I remember going to Stone Mountain with my grandma Kay when I was growing up in DeKalb County. She loved the fudge, and we both enjoyed the train. Even as a child, I felt uncomfortable and confused by the ambience and undertones present in Stone Mountain Park. I didn’t know what to make of it then, and I still don’t quite.
You enter the park on Jefferson Davis Drive and meet Robert E. Lee Boulevard, which snakes around the mountain. As you prepare for your walking ascent, you are greeted by a brigade of high-flying flags, including the Confederate Battle Flag and Georgia’s State Flag, which is the official flag of the Confederate States with the addition of the Georgia State Seal. In the year 2025, it’s a sickening sight to see it still flying at the home of the rebirth of the white supremacist terrorist group, the Ku Klux Klan. It’s difficult to wrestle with the lauded memorialization of the Confederacy, knowing the state of Georgia funded the carving’s completion as a response to school desegregation. Inside the park, the scene of an antebellum-era town is set, featuring replica set pieces from “Gone With the Wind” and a square once labeled an “Antebellum Plantation.” It should make you uncomfortable. In many ways, it is meant to.
But it doesn’t make you uncomfortable in the way that a good museum does. It doesn’t make you challenge your beliefs or look at something in a different light. Looking up at the president of the traitorous Confederacy and his generals incised on Stone Mountain, casting a long and heavy shadow over our state, you are certainly meant to feel something. Just not something good.
Historians have found evidence that Stone Mountain was once an important religious and trading site for Georgia’s Indigenous peoples. Unbeknownst to many Georgians today, a stone wall once encircled the mountains peak. Before it was a Confederate memorial, it was a granite quarry, supplying the stone for Georgia’s State Capitol building, the Lincoln Memorial and the Panama Canal.
Today, Stone Mountain Park leaves a lot to be desired. It very much feels outdated as though it was conceived in the 20th century as a recreation of 19th century. That’s exactly what it is — an attempt to memorialize and re-create the era of slavery in Georgia and further the continuation of the “Lost Cause” today. Even as a light show dances on the faces of Confederate leaders and families enjoy attractions like Snow Mountain, it can’t hide what it is: 3,200 acres devoted to the Confederate cause and the oppression of Black people. It’s been described as the world’s largest monument to white supremacy.
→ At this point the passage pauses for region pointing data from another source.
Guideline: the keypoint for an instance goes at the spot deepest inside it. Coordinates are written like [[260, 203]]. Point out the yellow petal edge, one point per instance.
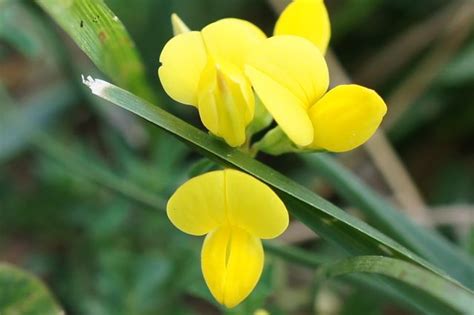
[[308, 19], [346, 117]]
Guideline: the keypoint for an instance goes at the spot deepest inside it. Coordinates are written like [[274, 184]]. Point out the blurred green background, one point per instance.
[[80, 180]]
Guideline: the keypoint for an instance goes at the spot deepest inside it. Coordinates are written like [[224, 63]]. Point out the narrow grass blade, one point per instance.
[[426, 243], [450, 298], [103, 37], [320, 215]]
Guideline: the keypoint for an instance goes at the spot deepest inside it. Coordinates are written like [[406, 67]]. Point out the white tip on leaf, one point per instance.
[[97, 86], [179, 27]]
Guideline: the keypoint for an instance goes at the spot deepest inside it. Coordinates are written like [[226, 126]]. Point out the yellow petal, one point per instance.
[[198, 205], [226, 102], [295, 64], [308, 19], [287, 110], [253, 206], [346, 117], [230, 40], [231, 262], [182, 60]]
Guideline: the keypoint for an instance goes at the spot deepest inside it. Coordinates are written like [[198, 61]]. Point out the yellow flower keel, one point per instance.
[[232, 262]]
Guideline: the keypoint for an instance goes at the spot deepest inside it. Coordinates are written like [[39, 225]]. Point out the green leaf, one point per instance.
[[451, 297], [320, 215], [392, 222], [22, 293], [103, 37]]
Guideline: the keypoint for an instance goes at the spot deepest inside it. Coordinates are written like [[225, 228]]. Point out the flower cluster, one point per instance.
[[219, 69], [239, 81]]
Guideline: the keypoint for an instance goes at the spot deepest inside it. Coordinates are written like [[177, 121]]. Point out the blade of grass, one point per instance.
[[452, 297], [320, 215], [103, 37], [101, 175], [424, 242]]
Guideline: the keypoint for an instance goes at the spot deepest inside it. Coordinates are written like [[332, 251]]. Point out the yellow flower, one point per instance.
[[308, 19], [235, 211], [206, 69], [290, 76]]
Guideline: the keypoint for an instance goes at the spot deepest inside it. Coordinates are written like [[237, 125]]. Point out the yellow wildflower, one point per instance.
[[206, 69], [235, 210], [290, 76]]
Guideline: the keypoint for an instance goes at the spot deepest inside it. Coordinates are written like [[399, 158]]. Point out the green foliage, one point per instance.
[[101, 35], [324, 218], [22, 293], [82, 206]]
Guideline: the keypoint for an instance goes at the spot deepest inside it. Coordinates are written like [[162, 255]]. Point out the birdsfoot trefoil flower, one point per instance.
[[291, 77], [206, 69], [235, 210]]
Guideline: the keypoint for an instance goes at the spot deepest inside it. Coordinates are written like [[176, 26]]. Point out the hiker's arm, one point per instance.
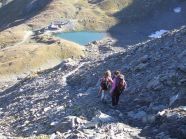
[[113, 86], [100, 90]]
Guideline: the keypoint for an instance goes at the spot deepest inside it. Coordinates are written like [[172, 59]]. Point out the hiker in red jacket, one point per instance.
[[105, 84], [118, 85]]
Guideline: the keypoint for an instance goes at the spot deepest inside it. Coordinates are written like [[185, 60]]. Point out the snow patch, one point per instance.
[[177, 9], [158, 34]]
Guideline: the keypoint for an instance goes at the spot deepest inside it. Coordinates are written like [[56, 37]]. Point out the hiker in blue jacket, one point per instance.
[[105, 83], [118, 85]]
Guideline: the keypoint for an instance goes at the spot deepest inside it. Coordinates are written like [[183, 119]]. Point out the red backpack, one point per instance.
[[104, 84], [120, 84]]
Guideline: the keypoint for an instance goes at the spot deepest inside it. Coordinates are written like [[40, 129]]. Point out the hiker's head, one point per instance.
[[121, 76], [116, 73], [107, 73]]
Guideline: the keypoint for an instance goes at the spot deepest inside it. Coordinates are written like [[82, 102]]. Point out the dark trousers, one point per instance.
[[115, 98]]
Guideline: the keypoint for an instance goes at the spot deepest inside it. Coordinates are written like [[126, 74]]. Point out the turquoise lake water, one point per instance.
[[82, 38]]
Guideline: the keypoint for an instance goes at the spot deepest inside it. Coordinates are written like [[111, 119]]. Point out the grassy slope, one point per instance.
[[98, 16], [31, 57]]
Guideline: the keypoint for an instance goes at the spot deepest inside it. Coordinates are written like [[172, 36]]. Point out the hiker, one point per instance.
[[118, 85], [105, 84]]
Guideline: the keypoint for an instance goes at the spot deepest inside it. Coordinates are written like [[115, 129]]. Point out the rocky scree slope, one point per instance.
[[63, 101]]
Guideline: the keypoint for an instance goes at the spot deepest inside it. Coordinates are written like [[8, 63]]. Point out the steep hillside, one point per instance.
[[63, 102]]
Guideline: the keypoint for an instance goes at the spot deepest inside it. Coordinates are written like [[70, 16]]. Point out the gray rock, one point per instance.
[[157, 108], [149, 119], [182, 68], [154, 84], [173, 99], [139, 115], [144, 59], [102, 118], [140, 67]]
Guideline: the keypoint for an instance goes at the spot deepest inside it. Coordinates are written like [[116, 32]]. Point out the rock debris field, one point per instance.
[[63, 103]]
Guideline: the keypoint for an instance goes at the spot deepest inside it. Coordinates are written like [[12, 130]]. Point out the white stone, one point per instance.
[[173, 99], [158, 34]]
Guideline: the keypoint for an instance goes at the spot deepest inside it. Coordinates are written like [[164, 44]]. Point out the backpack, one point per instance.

There aren’t two sides to this space because there can’t be. Stone Mountain is carved with the likenesses of three men who were not from Georgia as a means to promote segregation and, worse, it is in a predominantly Black area. Frankly, I find it appalling and racist.
For years, a Freedom Bell on the top of Stone Mountain has been debated to realize the Rev. Martin King Jr.’s call to “let freedom ring from Stone Mountain of Georgia.” There still is no Liberty Bell, but the football-field-sized carving born out of racism remains. In principle and in practice, freedom will not ring from Stone Mountain Georgia until the stain of the Confederacy is removed from Stone Mountain Park.
When you look at it from high above, the carving looks small and insignificant, like a pockmark scarring the mountain. When you are looking up at it, it is larger than life. All the grandeur of Mount Rushmore, all the hatred of Jim Crow. Georgia’s most popular tourist attraction should reflect the best of our state, our history and our people, not our worst. One day, I want to be able to take my children or visiting friends to Stone Mountain and have them learn about the complex and rich history of our state: founded as an abolitionist colony by James Oglethorpe, our secession from the United States and our rebirth as the home of King and the Civil Rights Movement.
Stone Mountain is required by the Georgia Constitution to be a memorial to the Confederacy. Stone Mountain is owned by the state of Georgia and operated by the Stone Mountain Memorial Association. It’s past time the Georgia state Legislature considered changing the purpose of the site in the state constitution and changing Stone Mountain Park. Let this site honor the nuance of Georgia history and the natural space itself. The space would be well served as a Civil War and Civil Rights Georgia history museum.
We should not forget or hide Georgia’s history, but we must reckon with it honestly. It’s time we reconsider Stone Mountain.